? about priority_queue how make objects unique

Discussion in 'C++' started by Rich S., Oct 5, 2005.

  1. Rich S.

    Rich S. Guest

    Hi

    In an earlier posting I was asking how to read thru millions of data records
    keeping the top 2000 (where the top values are based upon a field in the
    record) and niklasb suggested using a priority_queue like so


    ------------------- start old message ---------------------
    A more efficient way than what you describe would be
    to use priority_queue.
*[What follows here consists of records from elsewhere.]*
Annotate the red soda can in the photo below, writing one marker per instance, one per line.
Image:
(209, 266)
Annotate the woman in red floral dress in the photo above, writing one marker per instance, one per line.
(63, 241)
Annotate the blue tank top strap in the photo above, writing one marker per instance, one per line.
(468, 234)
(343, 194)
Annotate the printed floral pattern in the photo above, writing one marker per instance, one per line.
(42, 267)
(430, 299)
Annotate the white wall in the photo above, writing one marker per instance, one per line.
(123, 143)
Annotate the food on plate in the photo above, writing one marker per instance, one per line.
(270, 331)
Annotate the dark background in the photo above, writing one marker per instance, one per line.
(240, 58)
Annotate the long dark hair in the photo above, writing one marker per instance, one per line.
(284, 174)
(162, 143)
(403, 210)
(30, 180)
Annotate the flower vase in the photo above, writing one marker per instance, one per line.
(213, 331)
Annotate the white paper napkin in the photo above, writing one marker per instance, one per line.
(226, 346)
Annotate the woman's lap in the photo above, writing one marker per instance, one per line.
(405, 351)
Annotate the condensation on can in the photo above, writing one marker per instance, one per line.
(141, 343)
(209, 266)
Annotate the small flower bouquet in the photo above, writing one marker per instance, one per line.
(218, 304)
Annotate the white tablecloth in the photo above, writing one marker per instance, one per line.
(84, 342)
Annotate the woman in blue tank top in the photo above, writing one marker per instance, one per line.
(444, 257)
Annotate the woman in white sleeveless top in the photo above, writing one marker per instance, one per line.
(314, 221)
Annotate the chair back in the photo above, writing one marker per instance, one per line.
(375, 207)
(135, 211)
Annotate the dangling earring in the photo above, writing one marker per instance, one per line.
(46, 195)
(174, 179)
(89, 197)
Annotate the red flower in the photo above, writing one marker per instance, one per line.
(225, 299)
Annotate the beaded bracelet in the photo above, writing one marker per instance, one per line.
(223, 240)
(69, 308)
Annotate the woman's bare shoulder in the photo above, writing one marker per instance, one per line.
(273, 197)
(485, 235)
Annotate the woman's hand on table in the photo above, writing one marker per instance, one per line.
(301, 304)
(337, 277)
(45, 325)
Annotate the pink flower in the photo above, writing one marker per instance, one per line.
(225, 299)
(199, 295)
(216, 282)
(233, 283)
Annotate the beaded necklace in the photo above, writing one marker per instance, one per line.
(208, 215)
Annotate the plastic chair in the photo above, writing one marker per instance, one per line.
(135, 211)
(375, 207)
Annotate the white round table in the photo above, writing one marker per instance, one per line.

Define the predicate in such
    a way that the top() always returns the lowest scoring
    object.

    Let q be the priority_queue and suppose you want to
    find the top N scores (where N is 2000 in your example),
    the pseudo-code would be something like this:

    q.reserve(N);

    // add the first N elements to the priority queue
    for (i = 0; i < N; ++i)
    {
    if (!ReadRecord(&obj))
    break;

    q.push(obj);
    }

    // invariant: q contains highest N elements
    // q.top() is the lowest of the highest N elements
    while (ReadRecord(&obj))
    {
    if (obj > q.top())
    {
    q.pop();
    q.push(obj);
    }
    }

    ------------------- end of old message ---------------------

    This is working well for me but I'm getting cases where I have duplicate
    records in the top 2000 and I'm not quite sure how to fix that problem.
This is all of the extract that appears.